Gen. John de Chastelain, the head of the disarmament process, told reporters in Belfast Monday all the arms believed to be in the IRA's possession had been put beyond use.
"We have now reported to the British and Irish governments that we have observed and verified events to put beyond use very large quantities of arms which we believe are all the arms in the IRA's possession," the Independent International Commission on Decommissioning said in a statement.
The arms decommissioned included ammunition, rifles, machine guns, mortars, missiles, handguns, explosives and explosive substances, de Chastelain added.
Battles between the largely Roman Catholic IRA and its splinter groups and mostly Protestant unionists, who want Northern Ireland to remain part of the United Kingdom, have killed nearly 4,000 people since 1969 -- an era known as "The Troubles."
The IRA's move came two months after it pledged to end its campaign and get rid of its guns.
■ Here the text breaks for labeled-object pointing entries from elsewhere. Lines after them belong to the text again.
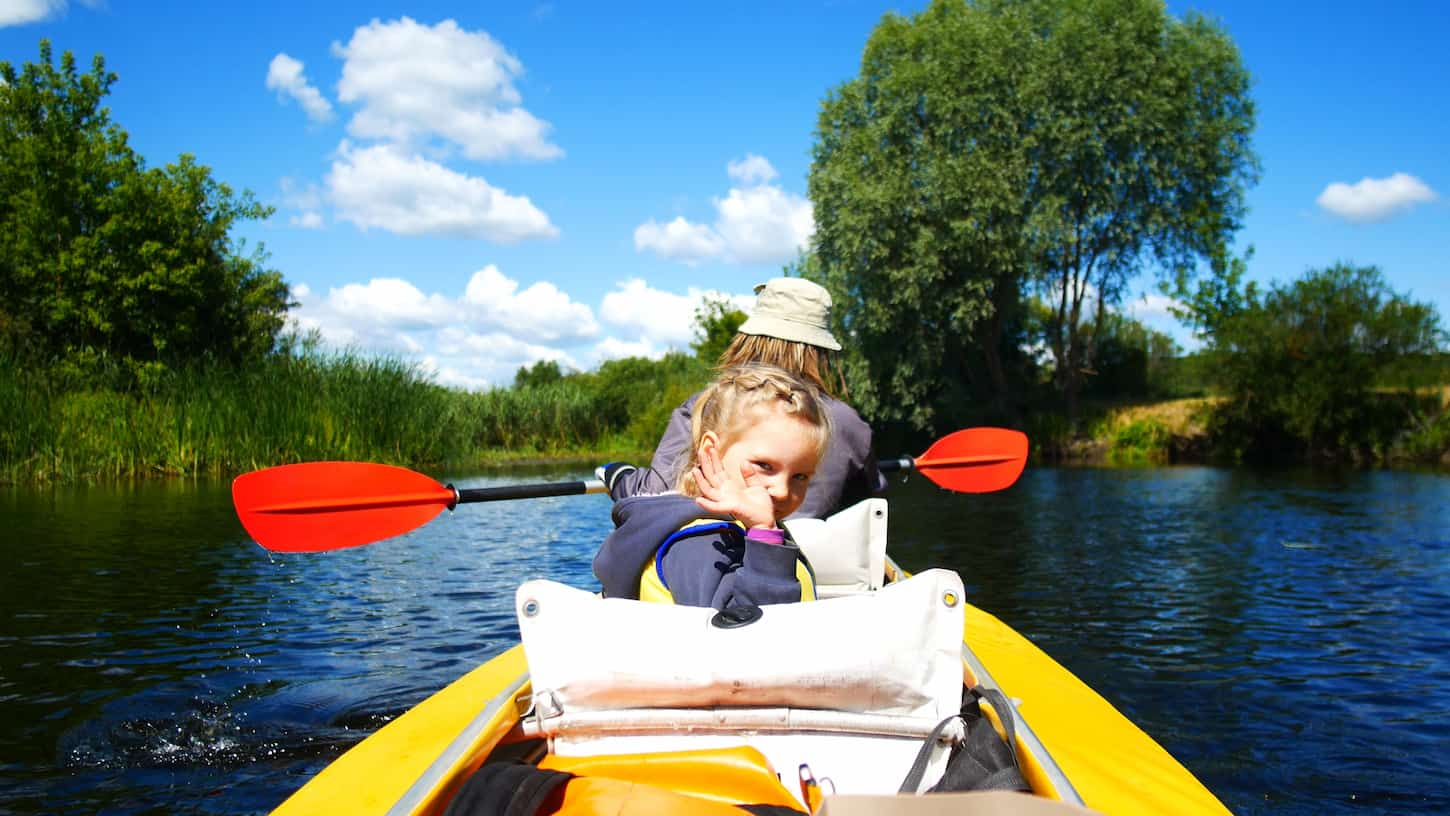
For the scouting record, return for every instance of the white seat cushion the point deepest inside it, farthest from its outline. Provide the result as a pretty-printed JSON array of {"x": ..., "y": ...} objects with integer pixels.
[{"x": 896, "y": 651}]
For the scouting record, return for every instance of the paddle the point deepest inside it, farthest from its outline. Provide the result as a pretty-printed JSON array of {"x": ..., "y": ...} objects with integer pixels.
[{"x": 318, "y": 506}]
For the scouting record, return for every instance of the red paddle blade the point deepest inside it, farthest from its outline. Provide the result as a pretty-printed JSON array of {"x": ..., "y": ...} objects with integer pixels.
[
  {"x": 316, "y": 506},
  {"x": 976, "y": 460}
]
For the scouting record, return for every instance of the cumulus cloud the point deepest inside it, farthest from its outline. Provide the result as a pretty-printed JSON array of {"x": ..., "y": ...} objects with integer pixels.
[
  {"x": 679, "y": 241},
  {"x": 541, "y": 312},
  {"x": 413, "y": 83},
  {"x": 751, "y": 170},
  {"x": 384, "y": 187},
  {"x": 286, "y": 77},
  {"x": 22, "y": 12},
  {"x": 1375, "y": 199},
  {"x": 659, "y": 319},
  {"x": 477, "y": 338},
  {"x": 756, "y": 223}
]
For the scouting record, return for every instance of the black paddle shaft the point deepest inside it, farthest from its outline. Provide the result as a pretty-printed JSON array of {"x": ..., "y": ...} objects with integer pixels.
[{"x": 470, "y": 494}]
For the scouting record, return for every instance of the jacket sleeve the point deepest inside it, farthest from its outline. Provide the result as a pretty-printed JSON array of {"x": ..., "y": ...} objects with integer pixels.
[
  {"x": 727, "y": 568},
  {"x": 669, "y": 455}
]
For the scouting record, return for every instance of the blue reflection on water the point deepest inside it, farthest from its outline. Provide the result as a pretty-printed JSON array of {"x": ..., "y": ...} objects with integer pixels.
[{"x": 1283, "y": 634}]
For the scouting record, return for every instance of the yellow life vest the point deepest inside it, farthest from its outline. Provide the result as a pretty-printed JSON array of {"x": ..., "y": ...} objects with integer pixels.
[{"x": 651, "y": 583}]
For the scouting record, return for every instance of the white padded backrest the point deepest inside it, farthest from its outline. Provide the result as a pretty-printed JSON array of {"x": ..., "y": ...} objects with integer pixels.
[
  {"x": 896, "y": 651},
  {"x": 847, "y": 551}
]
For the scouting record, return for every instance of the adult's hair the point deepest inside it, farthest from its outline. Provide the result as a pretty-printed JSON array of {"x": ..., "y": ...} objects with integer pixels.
[
  {"x": 740, "y": 397},
  {"x": 811, "y": 363}
]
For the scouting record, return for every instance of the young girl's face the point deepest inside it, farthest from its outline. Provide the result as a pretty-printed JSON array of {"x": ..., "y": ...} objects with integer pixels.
[{"x": 779, "y": 454}]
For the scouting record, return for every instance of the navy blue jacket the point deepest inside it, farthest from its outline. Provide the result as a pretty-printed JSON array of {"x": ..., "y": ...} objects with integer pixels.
[
  {"x": 846, "y": 476},
  {"x": 719, "y": 568}
]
The disarmament process had stalled in 2003 when it refused to allow photographic proof of the decommissioning.
CNN's Senior International Correspondent Nic Robertson said Monday's move was likely to provide an impetus to the stalled peace process.
De Chastelain, a retired Canadian general, has overseen the disarmament process under the 1998 Good Friday peace accord.
A spokesman for Sinn Fein, the political arm of the IRA, had earlier told CNN it expected the language used by de Chastelain would be able to persuade even doubters that the IRA had made good on its July promise to disarm.
Among those skeptics are the leader of the Democratic Unionist Party, 78-year-old preacher Ian Paisley, who called the IRA's July statement "a hollow gesture."
There was no immediate reaction from unionist leaders to Monday's news.
The IRA has observed a cease-fire since 1997, but the power-sharing government established under the Good Friday pact collapsed in 2002 after Sinn Fein was unable to get full IRA cooperation on disarmament.
Authorities blamed the IRA for a bank robbery late last year, and said the group was involved in a bar killing early this year that brought the ire of Britain, Ireland and the United States.